New health and safety rules for the self-employed

New health and safety rules for the self-employed

What changes did the Deregulation Act 2015 (DA 2015) make in respect of health and safety regulation of the self-employed?

DA 2015, s 1 amended HSWA 1974, s 3(2) so as to remove the blanket application of the duty on all self-employed persons 'to conduct his undertaking in such a way as to ensure, so far as is reasonably practicable, that he and other persons (not being his employees) who may be affected thereby are not thereby exposed to risks to their health or safety'. DA 2015 limited this duty to self-employed persons conducting 'prescribed' undertakings.

The Health and Safety at Work etc Act 1974 (General Duties of Self-Employed Persons) (Prescribed Undertakings) Regulations 2015 (the Regulations) sets out what these prescribed undertakings will be. The provisions consist of a list of high-risk activities which are specifically prescribed, and a catch all provision.

The prescribed activities listed in the schedule are:

  • agriculture including forestry
  • work with asbestos
  • construction
  • gas
  • genetically modified organisms, and
  • railways


The catch-all provision states that an undertaking is prescribed for the purposes of HSWA 1974, s 3(2) 'if it involves the carrying out of an activity...which may pose a risk to the health and safety of another person (other than the person carrying it out or their employees)'.

What are the main changes for the self-employed? What impact will these changes have on the regulation of health and safety of the self-employed?

Self-employed persons conducting undertakings which are not listed in the schedule and which do not pose a risk to the health and safety of others are therefore exempted from the scope of HSWA 1974, s 3(2) and are not subject to any duty to conduct their work in a way which minimises health and safety risks.

If a self-employed person's undertaking is not risky at all, or is risky but only to himself (if it isn't one of the scheduled activities), he is not subject to health and safety requirements.

It is worth noting that self-employed persons who are themselves employers are still subject to health and safety duties, not only to their employees (by virtue of HSWA 1974, s 2) but also to persons other than his employees (by virtue of HSWA 1974, s 3(2)). The position for such individuals is entirely unchanged.

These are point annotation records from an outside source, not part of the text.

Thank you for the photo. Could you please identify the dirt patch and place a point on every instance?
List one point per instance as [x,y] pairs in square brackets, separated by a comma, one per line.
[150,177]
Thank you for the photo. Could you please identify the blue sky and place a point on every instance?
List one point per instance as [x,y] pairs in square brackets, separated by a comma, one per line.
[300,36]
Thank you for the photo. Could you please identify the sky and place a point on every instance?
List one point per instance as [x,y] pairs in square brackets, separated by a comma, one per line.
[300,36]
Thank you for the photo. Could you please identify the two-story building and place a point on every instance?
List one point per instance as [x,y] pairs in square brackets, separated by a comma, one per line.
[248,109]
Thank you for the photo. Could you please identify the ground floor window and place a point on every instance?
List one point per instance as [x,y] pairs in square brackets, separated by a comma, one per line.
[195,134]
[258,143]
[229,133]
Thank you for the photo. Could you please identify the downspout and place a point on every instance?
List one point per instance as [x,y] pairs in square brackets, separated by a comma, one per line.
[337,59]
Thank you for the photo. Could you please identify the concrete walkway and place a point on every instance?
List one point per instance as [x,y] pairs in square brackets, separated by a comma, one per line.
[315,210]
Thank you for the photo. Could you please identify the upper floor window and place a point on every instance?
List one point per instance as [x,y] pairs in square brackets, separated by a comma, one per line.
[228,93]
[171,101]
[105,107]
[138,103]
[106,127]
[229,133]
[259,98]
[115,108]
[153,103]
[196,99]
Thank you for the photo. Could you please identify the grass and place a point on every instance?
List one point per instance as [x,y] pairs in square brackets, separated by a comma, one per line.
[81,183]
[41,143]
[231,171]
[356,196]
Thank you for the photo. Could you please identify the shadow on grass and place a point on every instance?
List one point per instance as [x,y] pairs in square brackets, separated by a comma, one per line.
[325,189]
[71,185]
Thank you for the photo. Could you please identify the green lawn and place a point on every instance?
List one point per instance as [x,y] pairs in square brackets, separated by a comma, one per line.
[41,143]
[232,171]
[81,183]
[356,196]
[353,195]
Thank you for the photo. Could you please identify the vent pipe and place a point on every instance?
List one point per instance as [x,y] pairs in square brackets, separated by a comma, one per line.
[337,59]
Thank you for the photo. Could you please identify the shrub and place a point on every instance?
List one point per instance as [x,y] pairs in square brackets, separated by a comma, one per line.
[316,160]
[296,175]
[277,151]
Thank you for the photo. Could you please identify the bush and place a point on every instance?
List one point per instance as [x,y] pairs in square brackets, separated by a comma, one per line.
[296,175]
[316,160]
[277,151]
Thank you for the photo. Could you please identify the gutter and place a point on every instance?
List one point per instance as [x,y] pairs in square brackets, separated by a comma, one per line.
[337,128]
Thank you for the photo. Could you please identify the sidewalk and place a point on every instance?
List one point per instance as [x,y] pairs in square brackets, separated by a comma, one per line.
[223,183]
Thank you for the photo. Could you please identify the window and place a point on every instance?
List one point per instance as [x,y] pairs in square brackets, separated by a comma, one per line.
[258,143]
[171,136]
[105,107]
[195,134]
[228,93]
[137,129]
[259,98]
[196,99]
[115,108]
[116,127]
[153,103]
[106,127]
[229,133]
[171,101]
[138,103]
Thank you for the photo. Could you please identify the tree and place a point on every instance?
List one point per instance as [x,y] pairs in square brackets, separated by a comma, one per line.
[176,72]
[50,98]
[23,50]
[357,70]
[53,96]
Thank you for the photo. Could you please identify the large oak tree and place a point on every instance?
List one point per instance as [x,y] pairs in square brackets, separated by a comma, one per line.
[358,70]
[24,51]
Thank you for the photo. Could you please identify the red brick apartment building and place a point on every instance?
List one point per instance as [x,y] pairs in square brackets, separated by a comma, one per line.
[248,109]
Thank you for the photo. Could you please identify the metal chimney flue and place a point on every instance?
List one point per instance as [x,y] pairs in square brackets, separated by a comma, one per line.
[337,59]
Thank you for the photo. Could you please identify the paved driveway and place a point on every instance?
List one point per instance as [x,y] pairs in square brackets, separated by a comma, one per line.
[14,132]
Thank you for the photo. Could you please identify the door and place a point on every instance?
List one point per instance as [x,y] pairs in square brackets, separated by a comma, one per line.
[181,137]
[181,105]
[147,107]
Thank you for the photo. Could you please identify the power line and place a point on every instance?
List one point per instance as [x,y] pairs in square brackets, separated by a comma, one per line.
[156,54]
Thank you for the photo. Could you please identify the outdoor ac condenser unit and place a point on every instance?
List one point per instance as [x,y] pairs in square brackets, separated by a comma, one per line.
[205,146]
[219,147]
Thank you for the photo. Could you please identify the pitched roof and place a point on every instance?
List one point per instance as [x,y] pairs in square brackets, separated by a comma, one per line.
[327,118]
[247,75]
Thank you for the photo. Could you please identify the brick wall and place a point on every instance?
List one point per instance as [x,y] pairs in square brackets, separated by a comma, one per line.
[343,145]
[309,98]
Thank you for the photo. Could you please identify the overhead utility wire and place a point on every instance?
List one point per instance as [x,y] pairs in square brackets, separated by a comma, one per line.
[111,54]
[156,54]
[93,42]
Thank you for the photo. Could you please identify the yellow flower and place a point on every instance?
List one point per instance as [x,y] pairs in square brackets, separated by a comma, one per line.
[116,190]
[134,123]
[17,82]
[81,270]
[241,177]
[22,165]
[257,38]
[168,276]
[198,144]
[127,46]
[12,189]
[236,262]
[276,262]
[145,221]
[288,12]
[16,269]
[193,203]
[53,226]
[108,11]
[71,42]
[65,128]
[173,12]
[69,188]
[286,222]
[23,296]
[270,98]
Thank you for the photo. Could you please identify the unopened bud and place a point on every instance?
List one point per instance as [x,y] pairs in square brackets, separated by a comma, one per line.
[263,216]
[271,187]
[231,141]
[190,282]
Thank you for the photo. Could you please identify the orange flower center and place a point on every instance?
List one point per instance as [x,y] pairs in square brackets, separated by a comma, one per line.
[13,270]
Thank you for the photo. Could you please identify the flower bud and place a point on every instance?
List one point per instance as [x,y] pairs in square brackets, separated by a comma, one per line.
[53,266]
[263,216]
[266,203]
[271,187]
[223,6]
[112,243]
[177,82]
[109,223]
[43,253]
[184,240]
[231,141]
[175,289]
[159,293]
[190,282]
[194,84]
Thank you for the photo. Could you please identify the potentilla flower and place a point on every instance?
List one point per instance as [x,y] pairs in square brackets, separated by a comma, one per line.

The significant, and potentially problematic, consideration for the self-employed is that (if their business is not in one of the scheduled areas) they will have to conduct an assessment of whether their undertaking falls within the scope of the catch-all, in that it may pose a risk to others. The individual's liability to prosecution for breaches of health and safety legislation will turn on whether their undertaking falls within this provision or not, so it is imperative to get that assessment right.

It is interesting to note that concerns over self-employed people incorrectly assessing themselves for the exemption were raised from the start (in consultation and parliamentary debates), and the government's proposal was therefore initially for a longer list of specific prescribed activities and no catch-all.

However, consultation on that draft deemed it too lengthy and complicated, and the limited nature of the list to be potentially dangerous, and the current formulation was substituted. Arguably, however, this has simply returned the initial concerns which don't seem to have been addressed. The inclusion of the word 'may' in the clause, in particular, makes the scope even wider and the assessment even more difficult.

Presumably recognising this, the Health and Safety Executive has committed to providing clear guidance with information on the factors to take into account when making the above judgment, which will be made available on their website 12 weeks before the Regulations come into effect. This is detailed in paras 9.1 and 11.2 of the explanatory memorandum to the Regulations. It's worth noting however that this guidance is not yet available, nor is the promised self-employed section of the website yet sign-posted from the Health and Safety Executive's home page.

It seems likely that the focus of the Health and Safety Executive's investigators and prosecutors will also shift to whether self-employed persons are entitled to the exemption or not (ie whether they have assessed themselves correctly), as a precursor to bringing any prosecution for health and safety failures.

Another impact identified by the explanatory note, and which was the motivator for the enactment of DA 2015 and the Regulations themselves is the reduction in 'red tape' and the cost saving--by not having to follow and comply with health and safety legislation--for self-employed individuals operating without employees and in low-risk activities. This has been estimated in the explanatory memorandum at £4.7m over ten years.

What impact could this have on practitioners representing clients in health and safety prosecutions?

Following on from the above, there is arguably a whole new defence available to clients facing health and safety prosecutions, namely that they were exempt from the HSWA 1974, s 3(2) duty to comply with health and safety legislation.

There may also be new opportunities in advisory work, on the question of whether the self-employed client is exempt from the duty or falls within the catch all. Given the importance of this assessment, as set out above, individuals may well choose to seek legal advice on it.

Quentin Hunt specialises in health and safety, fraud and high profile and serious criminal cases.

Interviewed by Fran Benson. LexisNexis.